When it comes to thinking about spirituality and common sources of an ultimate reality that is creating and loving and sustaining, I’ve been blessed over the years to encounter some of the truly great minds of the whole twentieth century.
3. What was your worst day as a student and teacher of Unlimited Love?
My most challenging time was moving from Cleveland to Long Island. This was a real abrupt and difficult move. I was leaving Cleveland after twenty years. I had spent so many years in the community. There was a lot of adjustment. It was challenging. The way we coped was by organizing ourselves to do a lot of helping activities and making a commitment to be generous in every day life. Even though it was a difficult year or two or three, it worked well and proved the point that even though you have hard times, you are better off if you stick with Love. This is one of the reasons why I wrote The Hidden Gifts of Helping. This was about our move and challenges of being uprooted and trying to overcome all these challenges.

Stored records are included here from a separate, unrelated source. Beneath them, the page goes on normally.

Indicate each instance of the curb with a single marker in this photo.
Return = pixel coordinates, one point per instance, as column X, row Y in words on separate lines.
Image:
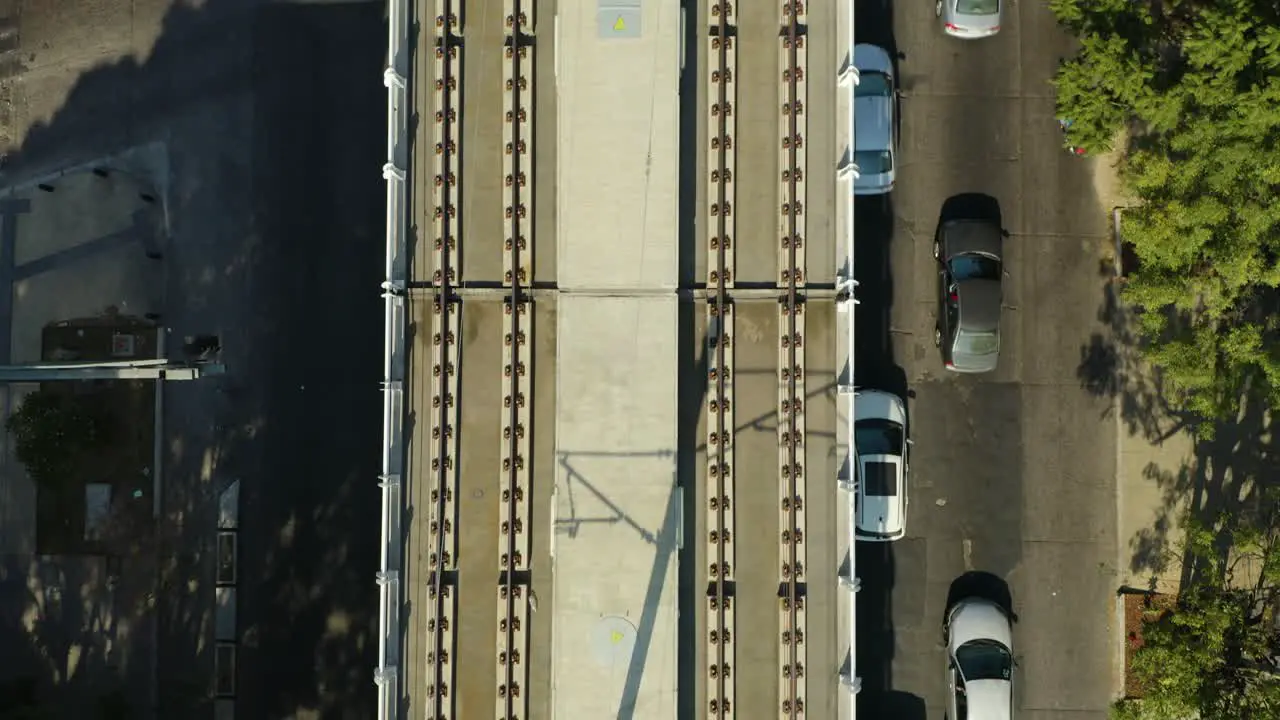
column 1118, row 651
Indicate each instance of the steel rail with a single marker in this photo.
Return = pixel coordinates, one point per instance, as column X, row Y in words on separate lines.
column 440, row 625
column 791, row 406
column 513, row 597
column 720, row 318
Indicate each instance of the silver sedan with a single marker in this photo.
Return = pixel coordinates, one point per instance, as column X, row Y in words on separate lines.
column 969, row 19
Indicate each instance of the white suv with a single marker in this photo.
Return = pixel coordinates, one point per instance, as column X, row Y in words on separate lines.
column 881, row 451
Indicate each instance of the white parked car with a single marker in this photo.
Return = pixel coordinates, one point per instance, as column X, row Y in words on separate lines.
column 979, row 661
column 881, row 449
column 874, row 123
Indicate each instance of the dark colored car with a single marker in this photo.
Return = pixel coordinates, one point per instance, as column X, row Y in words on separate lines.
column 969, row 294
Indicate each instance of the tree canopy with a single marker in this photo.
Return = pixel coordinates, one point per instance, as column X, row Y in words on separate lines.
column 50, row 431
column 1192, row 89
column 1210, row 656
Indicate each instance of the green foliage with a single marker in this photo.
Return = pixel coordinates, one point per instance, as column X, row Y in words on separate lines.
column 1193, row 87
column 50, row 432
column 1203, row 657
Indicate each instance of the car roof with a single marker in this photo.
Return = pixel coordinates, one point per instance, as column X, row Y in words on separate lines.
column 882, row 514
column 872, row 58
column 978, row 619
column 988, row 700
column 873, row 123
column 878, row 405
column 970, row 236
column 979, row 304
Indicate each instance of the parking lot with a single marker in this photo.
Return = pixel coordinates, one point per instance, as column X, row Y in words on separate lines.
column 1013, row 473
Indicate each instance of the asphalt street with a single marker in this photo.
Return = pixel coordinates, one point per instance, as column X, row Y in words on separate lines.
column 1013, row 473
column 274, row 121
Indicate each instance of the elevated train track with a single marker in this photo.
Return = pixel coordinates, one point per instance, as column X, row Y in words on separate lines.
column 720, row 352
column 513, row 546
column 791, row 364
column 443, row 414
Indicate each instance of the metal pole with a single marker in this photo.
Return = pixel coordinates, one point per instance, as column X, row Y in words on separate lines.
column 158, row 369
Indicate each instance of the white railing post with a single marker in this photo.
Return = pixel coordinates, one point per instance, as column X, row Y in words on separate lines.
column 846, row 304
column 396, row 173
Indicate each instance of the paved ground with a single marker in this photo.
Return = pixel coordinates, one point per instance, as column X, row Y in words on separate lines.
column 273, row 119
column 1013, row 473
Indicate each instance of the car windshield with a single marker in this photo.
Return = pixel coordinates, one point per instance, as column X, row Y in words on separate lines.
column 881, row 478
column 984, row 660
column 978, row 7
column 878, row 437
column 873, row 162
column 873, row 85
column 969, row 342
column 972, row 265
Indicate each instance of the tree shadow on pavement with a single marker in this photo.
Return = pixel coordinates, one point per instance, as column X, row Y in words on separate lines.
column 273, row 117
column 1217, row 479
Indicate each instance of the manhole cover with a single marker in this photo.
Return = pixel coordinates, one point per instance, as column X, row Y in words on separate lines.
column 612, row 641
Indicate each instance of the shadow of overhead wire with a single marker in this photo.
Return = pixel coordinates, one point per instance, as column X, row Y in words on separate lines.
column 572, row 524
column 666, row 542
column 763, row 420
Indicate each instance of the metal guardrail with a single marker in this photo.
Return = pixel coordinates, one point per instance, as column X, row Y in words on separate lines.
column 396, row 173
column 845, row 305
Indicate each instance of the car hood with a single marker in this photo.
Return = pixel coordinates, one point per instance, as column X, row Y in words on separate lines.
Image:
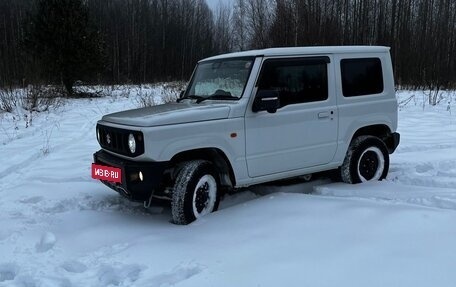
column 169, row 114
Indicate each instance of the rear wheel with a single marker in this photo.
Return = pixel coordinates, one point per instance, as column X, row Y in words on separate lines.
column 367, row 159
column 196, row 192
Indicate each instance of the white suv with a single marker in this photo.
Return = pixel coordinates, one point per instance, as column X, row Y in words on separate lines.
column 253, row 117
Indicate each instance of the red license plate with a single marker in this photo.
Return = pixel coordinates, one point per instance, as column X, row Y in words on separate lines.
column 108, row 173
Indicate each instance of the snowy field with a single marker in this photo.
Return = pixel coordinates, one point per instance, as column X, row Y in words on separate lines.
column 59, row 227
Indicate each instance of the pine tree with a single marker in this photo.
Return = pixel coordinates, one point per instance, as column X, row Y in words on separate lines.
column 61, row 37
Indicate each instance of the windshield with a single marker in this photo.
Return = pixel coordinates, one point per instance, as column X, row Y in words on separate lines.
column 221, row 79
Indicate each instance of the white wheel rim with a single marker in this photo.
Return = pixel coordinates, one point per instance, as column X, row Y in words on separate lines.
column 207, row 186
column 380, row 165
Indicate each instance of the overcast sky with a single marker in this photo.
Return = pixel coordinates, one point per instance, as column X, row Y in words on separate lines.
column 214, row 3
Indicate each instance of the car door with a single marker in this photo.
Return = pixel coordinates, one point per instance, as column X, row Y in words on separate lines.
column 303, row 131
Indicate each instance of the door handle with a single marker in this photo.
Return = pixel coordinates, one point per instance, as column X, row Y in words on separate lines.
column 323, row 115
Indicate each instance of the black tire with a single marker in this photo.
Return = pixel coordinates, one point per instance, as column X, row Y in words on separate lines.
column 367, row 159
column 196, row 192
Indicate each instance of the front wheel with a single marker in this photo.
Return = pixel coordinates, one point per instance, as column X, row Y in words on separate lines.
column 196, row 192
column 367, row 159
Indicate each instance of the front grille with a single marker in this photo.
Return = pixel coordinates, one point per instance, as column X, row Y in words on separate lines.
column 116, row 140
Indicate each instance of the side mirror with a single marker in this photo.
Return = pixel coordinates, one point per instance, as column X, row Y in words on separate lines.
column 266, row 100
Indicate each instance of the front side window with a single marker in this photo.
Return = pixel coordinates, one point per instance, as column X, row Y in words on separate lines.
column 297, row 80
column 220, row 79
column 361, row 77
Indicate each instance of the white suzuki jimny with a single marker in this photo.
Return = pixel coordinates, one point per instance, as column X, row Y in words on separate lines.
column 253, row 117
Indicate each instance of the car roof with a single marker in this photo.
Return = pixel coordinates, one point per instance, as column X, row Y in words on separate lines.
column 313, row 50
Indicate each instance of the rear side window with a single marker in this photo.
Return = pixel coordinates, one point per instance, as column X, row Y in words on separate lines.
column 361, row 76
column 298, row 80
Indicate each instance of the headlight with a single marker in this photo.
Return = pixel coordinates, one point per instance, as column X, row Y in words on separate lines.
column 132, row 143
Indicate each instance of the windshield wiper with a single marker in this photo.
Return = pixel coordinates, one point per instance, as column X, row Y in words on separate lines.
column 218, row 95
column 193, row 97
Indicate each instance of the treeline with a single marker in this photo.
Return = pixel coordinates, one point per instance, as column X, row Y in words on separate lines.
column 159, row 40
column 142, row 40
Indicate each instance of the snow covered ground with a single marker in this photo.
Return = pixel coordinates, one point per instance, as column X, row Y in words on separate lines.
column 58, row 227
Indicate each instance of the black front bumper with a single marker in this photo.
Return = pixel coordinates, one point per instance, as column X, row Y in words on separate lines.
column 392, row 141
column 132, row 187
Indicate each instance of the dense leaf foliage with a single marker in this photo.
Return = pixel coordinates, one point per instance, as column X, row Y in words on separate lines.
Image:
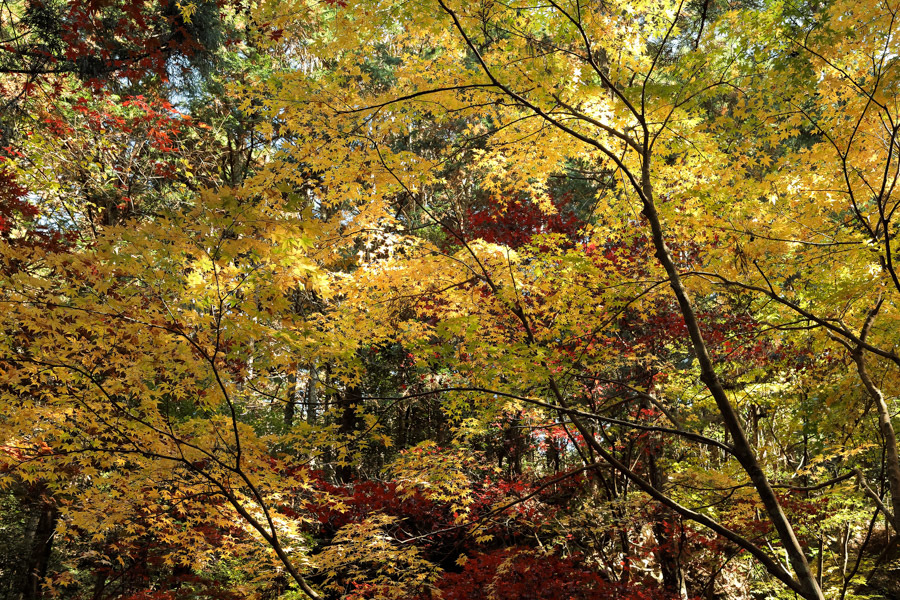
column 442, row 299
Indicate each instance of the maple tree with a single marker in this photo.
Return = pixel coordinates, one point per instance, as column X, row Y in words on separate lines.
column 581, row 299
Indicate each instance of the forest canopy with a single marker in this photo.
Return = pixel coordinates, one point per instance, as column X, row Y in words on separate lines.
column 368, row 299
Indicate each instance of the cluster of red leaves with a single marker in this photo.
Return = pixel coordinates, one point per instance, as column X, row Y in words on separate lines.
column 514, row 223
column 517, row 573
column 99, row 38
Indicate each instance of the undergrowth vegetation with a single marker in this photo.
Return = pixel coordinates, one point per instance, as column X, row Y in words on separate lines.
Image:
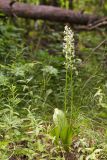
column 53, row 96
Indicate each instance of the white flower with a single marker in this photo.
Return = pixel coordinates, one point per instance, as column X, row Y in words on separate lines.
column 68, row 47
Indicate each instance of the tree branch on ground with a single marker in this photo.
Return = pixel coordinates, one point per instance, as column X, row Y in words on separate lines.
column 50, row 13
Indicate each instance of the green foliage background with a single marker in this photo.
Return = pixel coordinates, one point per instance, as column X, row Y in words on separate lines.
column 32, row 80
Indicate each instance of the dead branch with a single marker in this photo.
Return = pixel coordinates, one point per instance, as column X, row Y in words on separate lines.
column 50, row 13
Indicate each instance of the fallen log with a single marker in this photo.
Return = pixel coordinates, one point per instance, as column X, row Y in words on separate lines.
column 24, row 10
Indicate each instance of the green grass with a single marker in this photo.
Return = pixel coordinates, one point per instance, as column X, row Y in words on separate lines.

4. What was your best day as a student and teacher of Unlimited Love?
The fact that I am alive and carrying on my work after a difficult move is good. There is something about trying to abide in Love that allows people to be resilient and to even have post-traumatic growth. Somehow even when you are feeling lost or second guessing yourself, or resent the things that you have done – whatever it might be – it’s in the valleys of life you need to hang on. If you don’t, you just spiral down in this negative vortex of hostile feelings and bitterness.
5. How did you survive your worst day?
The best way to avoid that spiral down is to contribute to the lives of others — on an every day basis. That is what we did and it was very meaningful and successful and I was able to write a book about that experience. This was a unique time because I really had to draw on spirituality. The lesson was that when you are challenged, you really want to rely on being a person of Love.
You never want to make a decision that violates your purpose. It’s tempting to do that. You can make a decision because you get offered some huge amount of salary. Or you can make a decision because you feel like there is some great reputational gain at a new institution. You can make a decision for all kinds of reasons. The bottom line is that if you don’t stick to your purpose you will find that you do a disservice to the institution. They will want your whole heart and soul, but that doesn’t work. You do damage to the institution and you do damage to yourself. When you leave your nobility and purpose, you feel divided. You are subject to depression.
I wanted to study Love. This was a lot for some people to take. But I chose this and did really well in this study. So it is really important in life to be persistent and to make the sacrifices necessary to do what really means the most to you.